The mainland's fiscal revenue is expected to have risen 31 per cent year on year to 5.1 trillion yuan for last year.

While national tourist sites are operated as social welfare institutions, the remaining 4,000-odd attractions are either run by local government-controlled enterprises or private firms that share profits with local governments.

In a 2000 deregulation initiative, the NDRC granted ticket pricing rights to provincial governments. Since then, local governments have been actively seeking the greatest profit from their natural assets.

'The structure is formed gradually in China's opening and reform. Now it seems many officials' understanding of the tourism sector's reform is wrong,' said Professor Liu Deqian, the Chinese Academy of Social Sciences tourism research centre director.

That has not mattered to local governments; the tourism companies they run are reaping huge returns. Shanghai-listed Huangshan Tourism Development posted a 102 per cent surge in net profit for 2006, following a price rise from 120 yuan to 200 yuan that year. Guilin Tourism Corp reported a 19 per cent increase in net profit while Lijiang Yulong Tourism saw a 13 per cent growth.

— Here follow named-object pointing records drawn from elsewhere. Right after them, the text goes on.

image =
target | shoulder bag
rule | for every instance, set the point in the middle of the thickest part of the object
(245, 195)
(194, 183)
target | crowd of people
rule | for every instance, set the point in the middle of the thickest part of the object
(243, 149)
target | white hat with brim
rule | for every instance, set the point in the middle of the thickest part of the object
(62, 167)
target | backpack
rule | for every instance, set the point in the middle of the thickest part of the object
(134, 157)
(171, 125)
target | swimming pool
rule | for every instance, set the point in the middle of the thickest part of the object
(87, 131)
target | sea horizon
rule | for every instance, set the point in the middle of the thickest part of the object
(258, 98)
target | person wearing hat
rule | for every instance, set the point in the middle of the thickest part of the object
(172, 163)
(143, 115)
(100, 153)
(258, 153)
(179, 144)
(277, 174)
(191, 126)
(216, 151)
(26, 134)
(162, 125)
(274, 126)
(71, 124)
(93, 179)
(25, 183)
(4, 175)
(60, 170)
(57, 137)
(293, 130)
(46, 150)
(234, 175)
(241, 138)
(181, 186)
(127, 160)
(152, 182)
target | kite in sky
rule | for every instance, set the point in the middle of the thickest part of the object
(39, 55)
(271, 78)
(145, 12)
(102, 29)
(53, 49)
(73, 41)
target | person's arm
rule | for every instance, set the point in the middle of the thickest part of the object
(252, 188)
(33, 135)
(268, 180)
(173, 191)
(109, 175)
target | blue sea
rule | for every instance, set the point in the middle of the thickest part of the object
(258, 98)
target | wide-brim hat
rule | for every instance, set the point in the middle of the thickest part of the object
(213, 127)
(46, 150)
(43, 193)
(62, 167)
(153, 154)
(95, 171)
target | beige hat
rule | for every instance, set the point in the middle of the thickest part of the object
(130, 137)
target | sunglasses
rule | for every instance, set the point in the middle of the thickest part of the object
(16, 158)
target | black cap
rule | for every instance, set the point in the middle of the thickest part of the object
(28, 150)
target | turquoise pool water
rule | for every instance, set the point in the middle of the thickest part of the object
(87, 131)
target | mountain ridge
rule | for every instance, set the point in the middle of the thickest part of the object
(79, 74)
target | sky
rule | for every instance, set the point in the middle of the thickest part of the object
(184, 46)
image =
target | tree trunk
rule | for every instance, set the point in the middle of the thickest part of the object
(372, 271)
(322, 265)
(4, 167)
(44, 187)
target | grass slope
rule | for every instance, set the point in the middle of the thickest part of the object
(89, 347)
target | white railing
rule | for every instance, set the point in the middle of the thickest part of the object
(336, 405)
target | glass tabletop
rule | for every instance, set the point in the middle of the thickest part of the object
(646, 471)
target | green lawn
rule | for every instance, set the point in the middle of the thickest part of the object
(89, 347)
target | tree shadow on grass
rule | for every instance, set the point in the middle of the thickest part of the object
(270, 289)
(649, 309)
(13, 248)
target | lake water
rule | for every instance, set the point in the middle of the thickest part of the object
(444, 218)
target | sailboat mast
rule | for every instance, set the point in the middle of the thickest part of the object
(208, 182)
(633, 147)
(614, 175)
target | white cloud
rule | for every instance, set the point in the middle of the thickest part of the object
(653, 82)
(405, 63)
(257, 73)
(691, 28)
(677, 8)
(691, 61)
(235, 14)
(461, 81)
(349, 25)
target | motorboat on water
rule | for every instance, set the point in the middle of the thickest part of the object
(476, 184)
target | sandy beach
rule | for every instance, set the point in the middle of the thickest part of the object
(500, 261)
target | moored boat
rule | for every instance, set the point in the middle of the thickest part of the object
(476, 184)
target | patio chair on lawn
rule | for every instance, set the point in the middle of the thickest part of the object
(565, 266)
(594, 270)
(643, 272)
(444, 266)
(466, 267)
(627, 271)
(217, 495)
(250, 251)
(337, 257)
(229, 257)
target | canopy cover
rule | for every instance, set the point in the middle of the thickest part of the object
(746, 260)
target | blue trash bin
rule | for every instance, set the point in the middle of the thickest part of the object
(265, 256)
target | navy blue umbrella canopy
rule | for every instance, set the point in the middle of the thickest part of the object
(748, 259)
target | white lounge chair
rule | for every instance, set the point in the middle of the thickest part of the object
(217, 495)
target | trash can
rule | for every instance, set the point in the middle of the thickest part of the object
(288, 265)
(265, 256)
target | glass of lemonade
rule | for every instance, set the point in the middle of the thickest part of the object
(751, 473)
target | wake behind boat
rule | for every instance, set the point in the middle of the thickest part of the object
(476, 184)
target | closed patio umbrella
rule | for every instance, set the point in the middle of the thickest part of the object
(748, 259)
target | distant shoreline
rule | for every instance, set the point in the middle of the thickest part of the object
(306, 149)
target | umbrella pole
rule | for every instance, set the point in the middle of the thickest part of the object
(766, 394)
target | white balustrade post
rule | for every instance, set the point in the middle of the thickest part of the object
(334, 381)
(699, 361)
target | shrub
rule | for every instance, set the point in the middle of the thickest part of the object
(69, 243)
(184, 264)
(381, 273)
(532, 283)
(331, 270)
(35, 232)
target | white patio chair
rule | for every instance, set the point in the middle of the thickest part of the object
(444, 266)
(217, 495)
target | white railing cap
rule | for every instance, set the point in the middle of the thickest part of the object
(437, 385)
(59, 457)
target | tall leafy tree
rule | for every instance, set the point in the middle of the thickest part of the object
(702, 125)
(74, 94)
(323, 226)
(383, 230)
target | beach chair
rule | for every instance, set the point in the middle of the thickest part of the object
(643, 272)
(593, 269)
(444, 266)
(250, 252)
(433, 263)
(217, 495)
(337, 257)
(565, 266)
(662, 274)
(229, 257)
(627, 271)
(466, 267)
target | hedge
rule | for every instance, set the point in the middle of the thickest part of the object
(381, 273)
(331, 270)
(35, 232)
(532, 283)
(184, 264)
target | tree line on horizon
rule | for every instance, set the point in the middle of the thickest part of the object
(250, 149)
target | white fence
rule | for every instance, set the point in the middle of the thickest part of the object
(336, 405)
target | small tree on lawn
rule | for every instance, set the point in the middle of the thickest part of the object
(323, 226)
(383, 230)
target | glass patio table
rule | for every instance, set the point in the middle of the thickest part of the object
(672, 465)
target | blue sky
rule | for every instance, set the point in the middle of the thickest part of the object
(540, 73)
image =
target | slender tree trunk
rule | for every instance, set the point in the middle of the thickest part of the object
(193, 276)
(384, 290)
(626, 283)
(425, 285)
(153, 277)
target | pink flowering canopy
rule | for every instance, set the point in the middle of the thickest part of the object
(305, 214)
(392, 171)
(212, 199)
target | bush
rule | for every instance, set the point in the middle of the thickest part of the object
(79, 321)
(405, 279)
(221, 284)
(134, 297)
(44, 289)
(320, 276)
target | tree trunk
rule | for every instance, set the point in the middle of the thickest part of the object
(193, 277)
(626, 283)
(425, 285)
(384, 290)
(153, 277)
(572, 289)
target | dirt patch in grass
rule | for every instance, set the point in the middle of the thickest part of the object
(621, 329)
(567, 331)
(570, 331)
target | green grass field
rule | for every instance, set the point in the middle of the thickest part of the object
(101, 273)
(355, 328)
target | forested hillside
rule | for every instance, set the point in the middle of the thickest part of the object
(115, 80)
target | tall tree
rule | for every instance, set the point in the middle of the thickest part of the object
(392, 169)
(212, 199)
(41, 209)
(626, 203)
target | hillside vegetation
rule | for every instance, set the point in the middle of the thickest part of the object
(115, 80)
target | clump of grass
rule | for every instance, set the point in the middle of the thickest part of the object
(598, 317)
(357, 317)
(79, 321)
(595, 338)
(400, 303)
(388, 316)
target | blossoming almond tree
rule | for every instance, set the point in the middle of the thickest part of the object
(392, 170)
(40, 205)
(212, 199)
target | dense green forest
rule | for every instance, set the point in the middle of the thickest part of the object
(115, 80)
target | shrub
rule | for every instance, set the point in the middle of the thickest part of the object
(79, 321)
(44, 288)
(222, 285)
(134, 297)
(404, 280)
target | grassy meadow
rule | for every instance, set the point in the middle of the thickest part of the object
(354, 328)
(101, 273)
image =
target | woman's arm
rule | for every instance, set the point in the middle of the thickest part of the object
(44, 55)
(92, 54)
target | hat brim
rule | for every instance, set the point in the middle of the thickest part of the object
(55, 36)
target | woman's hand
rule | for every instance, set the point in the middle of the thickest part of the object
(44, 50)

Professor Liu said overpricing represented a loss of state assets and came at the expense of the people's welfare. Thousands of tourists wander around classical Ming and Qing dynasty houses at Hongcun that were included in the World Cultural Heritage list in 2000.

In 1997, Huang Nubo, president of the Beijing Zhongkun Investment Group, was invited by the Yi county governor to spend more than five million yuan to repair roads, upgrade hotels and improve the environment in Hongcun village. Mr Huang told Beijing media he expected two million tourists would visit the village this year.

If the ticket price remains at 80 yuan each, a revenue of 160 million yuan is expected for this year, with 33 per cent going to the county government.

Hongcun villager Shen Jiacheng gets only 800 yuan a year as compensation for living in the place being visited. 'No matter how high the price goes, I won't benefit from it,' he said.